Bab 2
Di ballroom para tamu undangan sudah berkumpul. Mereka duduk di meja bundar dengan kursi berlapis kain putih dengan pita bunga di bagian belakang. Ada lorong memanjang yang membelah ballroom dari arah belakang menuju pelaminan. Dekorasi pelaminan didominasi bunga dan juga lampu kristal yang berpijar indah. Musik mengalun sendu dari orchestra di sudut kanan panggung. Orang-orang datang dengan pakaian terbaik mereka, meskipun semua orang membenci Siera, tapi tidak ingin kalah penampilan saat ke pesta.

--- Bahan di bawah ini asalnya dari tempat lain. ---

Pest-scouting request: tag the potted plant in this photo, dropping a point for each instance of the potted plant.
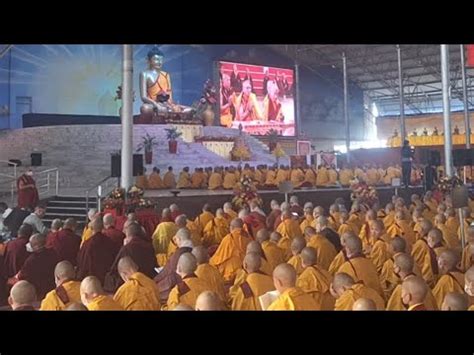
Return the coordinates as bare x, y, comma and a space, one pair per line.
147, 144
172, 134
272, 139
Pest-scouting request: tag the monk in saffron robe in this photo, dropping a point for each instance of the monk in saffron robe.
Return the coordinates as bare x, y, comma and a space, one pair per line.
209, 273
15, 251
97, 254
451, 280
94, 297
27, 192
139, 292
291, 298
230, 253
164, 232
315, 281
190, 286
67, 290
273, 254
184, 179
245, 295
359, 267
404, 268
325, 250
216, 229
346, 291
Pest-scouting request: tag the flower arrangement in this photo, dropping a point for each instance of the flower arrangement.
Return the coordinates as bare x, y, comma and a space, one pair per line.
245, 192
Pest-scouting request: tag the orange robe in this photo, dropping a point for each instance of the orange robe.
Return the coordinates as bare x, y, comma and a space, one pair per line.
139, 293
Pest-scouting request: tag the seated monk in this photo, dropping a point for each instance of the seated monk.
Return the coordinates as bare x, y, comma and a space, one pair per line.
289, 226
325, 250
163, 233
454, 301
297, 245
315, 281
169, 180
244, 296
154, 180
38, 268
403, 267
216, 229
272, 253
190, 286
67, 290
94, 297
96, 255
209, 301
346, 291
291, 297
184, 180
114, 234
230, 180
364, 304
230, 253
215, 180
414, 291
358, 266
209, 273
139, 292
22, 296
451, 280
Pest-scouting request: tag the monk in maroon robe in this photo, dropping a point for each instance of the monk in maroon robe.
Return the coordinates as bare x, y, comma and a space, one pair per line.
65, 242
15, 251
96, 255
27, 193
38, 268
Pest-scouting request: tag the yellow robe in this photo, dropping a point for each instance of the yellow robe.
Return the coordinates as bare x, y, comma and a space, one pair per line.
274, 255
293, 299
187, 291
155, 182
215, 181
230, 180
246, 294
215, 230
315, 281
358, 290
297, 263
289, 228
57, 302
104, 303
184, 180
325, 250
162, 236
230, 254
451, 282
139, 293
213, 278
169, 181
362, 269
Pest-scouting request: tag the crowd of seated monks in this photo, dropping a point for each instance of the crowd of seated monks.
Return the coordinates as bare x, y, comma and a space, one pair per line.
405, 256
265, 177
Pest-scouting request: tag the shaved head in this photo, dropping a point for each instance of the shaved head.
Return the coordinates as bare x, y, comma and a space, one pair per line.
22, 293
364, 304
209, 301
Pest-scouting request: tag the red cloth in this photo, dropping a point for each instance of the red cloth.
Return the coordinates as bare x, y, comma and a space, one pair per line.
27, 198
95, 257
15, 256
38, 269
66, 244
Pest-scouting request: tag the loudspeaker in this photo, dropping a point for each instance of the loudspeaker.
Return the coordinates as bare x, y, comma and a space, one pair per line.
460, 196
116, 165
36, 159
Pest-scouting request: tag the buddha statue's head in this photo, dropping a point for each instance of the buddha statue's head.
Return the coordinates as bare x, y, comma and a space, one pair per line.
155, 58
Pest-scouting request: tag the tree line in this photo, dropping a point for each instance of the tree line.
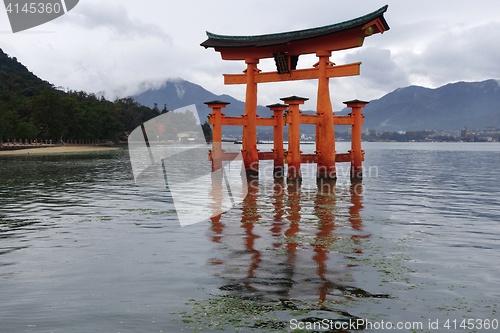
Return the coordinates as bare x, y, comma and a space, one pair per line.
33, 109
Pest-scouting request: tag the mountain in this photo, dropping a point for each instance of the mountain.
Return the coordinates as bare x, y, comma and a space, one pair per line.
176, 93
450, 107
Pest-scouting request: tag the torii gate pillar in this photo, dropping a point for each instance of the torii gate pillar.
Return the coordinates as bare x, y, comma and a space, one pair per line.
325, 133
249, 140
356, 152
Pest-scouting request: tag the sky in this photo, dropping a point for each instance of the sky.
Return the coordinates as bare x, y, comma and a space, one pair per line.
121, 47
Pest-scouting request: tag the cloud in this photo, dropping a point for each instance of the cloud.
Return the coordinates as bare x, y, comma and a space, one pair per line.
454, 54
115, 17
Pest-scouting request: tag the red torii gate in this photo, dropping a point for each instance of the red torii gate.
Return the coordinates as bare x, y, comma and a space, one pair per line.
285, 48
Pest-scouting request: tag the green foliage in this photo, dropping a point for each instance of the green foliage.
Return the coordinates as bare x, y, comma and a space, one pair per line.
31, 108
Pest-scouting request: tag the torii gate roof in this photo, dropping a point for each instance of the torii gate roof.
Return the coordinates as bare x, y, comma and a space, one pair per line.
330, 37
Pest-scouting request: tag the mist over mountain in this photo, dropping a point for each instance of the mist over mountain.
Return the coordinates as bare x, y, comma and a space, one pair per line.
176, 93
450, 107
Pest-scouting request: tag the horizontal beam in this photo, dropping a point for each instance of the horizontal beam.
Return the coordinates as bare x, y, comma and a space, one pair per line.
238, 121
297, 74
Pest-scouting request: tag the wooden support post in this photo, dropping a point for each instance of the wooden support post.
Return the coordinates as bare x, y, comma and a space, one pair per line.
356, 152
325, 133
249, 140
293, 155
215, 119
279, 164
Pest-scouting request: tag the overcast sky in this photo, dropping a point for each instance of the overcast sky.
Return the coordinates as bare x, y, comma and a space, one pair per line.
117, 45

Meja paling depan diduduki oleh Marco, berserta istri dan anak perempuannya. Ketiganya duduk angkuh di bagian kanan, menatap sekilas pada orang-orang yang berlalu lalang. Di bagian kiri adalah keluar Monik dengan suami dan anak laki-lakinya. Keduanya adalah kakak berbeda ibu dengan Siera. Selalu ada persaingan, rasa iri, serta kebencian terlihat. Meskipun Marco dan Monik adalah saudara kandung, keduanya pun tidak luput dari perselisihan. Semua karena harta serta jabatan yang dimiliki oleh ayah mereka, Vreman.

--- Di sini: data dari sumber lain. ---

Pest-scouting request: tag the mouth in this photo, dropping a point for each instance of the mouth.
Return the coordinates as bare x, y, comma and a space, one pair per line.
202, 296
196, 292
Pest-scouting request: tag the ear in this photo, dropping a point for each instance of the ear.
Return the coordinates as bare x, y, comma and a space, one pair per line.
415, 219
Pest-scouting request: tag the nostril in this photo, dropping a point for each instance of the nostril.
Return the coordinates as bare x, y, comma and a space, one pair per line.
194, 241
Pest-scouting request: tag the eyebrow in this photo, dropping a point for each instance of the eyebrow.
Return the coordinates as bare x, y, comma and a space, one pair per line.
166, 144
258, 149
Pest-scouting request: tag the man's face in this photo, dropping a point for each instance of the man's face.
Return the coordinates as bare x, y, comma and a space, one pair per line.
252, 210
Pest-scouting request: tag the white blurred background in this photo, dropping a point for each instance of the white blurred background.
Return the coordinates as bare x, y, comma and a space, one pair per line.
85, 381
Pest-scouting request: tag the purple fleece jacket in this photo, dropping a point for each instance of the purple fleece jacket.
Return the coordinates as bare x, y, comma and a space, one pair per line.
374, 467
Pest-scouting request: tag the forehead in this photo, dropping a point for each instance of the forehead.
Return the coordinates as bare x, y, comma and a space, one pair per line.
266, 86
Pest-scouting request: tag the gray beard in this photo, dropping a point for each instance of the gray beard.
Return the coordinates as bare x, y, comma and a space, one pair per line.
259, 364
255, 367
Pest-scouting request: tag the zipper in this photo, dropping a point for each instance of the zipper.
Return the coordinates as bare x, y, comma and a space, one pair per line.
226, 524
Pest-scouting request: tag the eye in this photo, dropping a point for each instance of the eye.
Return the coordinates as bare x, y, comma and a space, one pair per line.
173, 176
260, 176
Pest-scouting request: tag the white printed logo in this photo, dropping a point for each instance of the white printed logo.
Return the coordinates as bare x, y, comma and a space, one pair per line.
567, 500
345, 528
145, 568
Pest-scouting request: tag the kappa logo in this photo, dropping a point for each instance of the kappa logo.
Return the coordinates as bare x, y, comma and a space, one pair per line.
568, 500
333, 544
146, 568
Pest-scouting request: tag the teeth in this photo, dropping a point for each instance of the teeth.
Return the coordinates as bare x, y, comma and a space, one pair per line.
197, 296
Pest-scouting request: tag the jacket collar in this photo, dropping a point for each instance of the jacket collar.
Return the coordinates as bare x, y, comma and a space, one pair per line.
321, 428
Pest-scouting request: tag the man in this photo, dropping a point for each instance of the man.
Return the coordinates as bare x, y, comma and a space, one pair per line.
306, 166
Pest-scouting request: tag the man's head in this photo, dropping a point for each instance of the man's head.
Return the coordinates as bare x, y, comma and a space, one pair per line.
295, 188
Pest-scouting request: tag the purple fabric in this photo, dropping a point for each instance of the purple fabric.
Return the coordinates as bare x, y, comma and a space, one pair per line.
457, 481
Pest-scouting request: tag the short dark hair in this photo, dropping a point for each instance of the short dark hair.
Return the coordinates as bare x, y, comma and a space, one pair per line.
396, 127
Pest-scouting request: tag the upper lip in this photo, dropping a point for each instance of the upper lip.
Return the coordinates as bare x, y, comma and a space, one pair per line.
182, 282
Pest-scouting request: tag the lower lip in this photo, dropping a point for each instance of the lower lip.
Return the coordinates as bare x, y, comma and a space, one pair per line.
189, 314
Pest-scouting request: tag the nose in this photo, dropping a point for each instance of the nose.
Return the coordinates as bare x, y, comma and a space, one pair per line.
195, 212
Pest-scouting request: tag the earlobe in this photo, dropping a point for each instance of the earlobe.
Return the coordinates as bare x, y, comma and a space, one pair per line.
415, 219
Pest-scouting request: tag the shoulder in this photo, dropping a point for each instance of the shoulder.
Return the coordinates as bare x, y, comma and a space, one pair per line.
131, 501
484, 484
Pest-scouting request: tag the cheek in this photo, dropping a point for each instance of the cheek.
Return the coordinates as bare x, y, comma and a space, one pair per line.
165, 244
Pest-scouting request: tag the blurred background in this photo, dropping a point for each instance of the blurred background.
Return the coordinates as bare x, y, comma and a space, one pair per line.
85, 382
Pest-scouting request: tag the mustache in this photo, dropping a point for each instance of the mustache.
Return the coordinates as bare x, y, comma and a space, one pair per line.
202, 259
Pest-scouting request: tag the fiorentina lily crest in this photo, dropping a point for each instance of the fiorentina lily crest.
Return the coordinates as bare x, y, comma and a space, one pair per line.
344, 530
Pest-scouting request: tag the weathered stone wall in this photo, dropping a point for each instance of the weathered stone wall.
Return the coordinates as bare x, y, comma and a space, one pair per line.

"Kenapa pernikahan tapi terasa seperti penguburan? Begitu tegang dan suram." Istri Marco, Kalima bicara dengan dagu terangkat. Perempuan dengan rambut hitam yang disanggul rapi, mengedarkan pandanga. Bicara pada suaminya yang sedari tadi mengotak-atik ponsel.

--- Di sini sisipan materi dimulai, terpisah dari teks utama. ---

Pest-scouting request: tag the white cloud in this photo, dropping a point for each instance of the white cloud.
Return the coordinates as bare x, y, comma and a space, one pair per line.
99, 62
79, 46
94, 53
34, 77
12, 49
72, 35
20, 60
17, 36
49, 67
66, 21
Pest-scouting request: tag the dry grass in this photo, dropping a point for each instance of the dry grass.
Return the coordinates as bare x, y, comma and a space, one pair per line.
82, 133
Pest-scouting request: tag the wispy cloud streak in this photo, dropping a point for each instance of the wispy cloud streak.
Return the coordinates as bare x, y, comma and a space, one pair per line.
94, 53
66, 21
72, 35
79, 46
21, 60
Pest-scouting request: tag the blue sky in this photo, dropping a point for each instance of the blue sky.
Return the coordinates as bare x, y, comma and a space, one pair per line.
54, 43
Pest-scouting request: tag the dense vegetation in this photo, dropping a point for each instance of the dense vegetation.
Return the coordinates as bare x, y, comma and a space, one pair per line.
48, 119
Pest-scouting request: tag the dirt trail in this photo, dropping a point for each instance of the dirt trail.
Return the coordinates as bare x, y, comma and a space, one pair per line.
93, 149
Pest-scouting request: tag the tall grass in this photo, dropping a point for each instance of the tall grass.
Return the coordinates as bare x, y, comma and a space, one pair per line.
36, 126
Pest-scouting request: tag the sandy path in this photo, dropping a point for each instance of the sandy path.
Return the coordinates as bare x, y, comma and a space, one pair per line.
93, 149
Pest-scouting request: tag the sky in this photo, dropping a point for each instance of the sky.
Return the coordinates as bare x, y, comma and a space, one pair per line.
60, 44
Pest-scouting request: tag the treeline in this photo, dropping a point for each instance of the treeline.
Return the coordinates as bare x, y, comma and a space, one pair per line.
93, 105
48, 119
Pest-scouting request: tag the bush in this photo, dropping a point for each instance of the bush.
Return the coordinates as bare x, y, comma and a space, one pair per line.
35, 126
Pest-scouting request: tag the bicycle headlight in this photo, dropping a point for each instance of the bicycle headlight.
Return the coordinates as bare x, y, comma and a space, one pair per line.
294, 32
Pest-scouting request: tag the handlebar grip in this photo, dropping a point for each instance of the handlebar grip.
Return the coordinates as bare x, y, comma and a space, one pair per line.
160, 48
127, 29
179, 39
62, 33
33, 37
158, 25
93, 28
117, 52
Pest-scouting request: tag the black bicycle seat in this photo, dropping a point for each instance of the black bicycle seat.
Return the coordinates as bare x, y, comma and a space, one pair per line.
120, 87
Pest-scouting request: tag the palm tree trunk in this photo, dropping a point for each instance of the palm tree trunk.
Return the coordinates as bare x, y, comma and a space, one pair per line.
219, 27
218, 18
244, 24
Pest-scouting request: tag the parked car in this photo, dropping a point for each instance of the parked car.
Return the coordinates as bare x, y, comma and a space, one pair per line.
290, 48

"Apa yang kamu harapkan dari pernikahan bisnis?" ucap Marco menjawab pertanyaan istrinya.
"Bukankah mereka saling mencintai?"
"Tidak ada yang tahu soal itu. Menurutmu, adakah laki-laki yang benar-benar mencintai perempuan jahat seperti Siera?"
Monik mengerti maksud suaminya dan kembali terdiam, menyesap sampanye yang dibagikan untuk ucapan selamat datang bagi para tamu. Ia melotot ke arah anak perempuannya yang nyaris menandaskan isi gelas.
"Alika, jangan coba-coba mabuk di sini!"
Bentakan sang mama membuat gadis berwajah bulat dengan tubuh gempal menyebik. Di sebelahnya seorang pemuda berambut lurus dan berkacamata tidak dapat menahan dengkusan.
"Jangan mengejekku, kamu sendiri belum boleh minum, Seth."
"Sorry, aku sudah 19 tahun. Papa dan Mamaku membebaskanku untuk minum alkohol. Beda dengan kamu, sudah 22 tahun tapi masih dilarang."
Percakapan keduanya terhenti saat di meja sebelah, keluargaTitus membuat sedikit keributan. Istri Titus yang bernama Dahlia, sibuk mencari anak perempuan mereka. Tidak ada yang tahu di mana Deana berada.
"Maa, duduklah dengan santai. Deana pasti muncul!" Philip, kakak Deana menenangkan mamanya.
Dahlia mengguman keras. "Adikmu itu tidak pernah suka dengan Siera. Mama takut dia nggak datang ke pernikahan ini."
Philip mengangkat bahu. "Nggak masalah kalau nggak datang, lagi pula ini bukan acara penting. Lihat, tamu yang datang kebanyakan para pegawai. Bukankah artinya lingkup pergaulan Siera sangat sempit?"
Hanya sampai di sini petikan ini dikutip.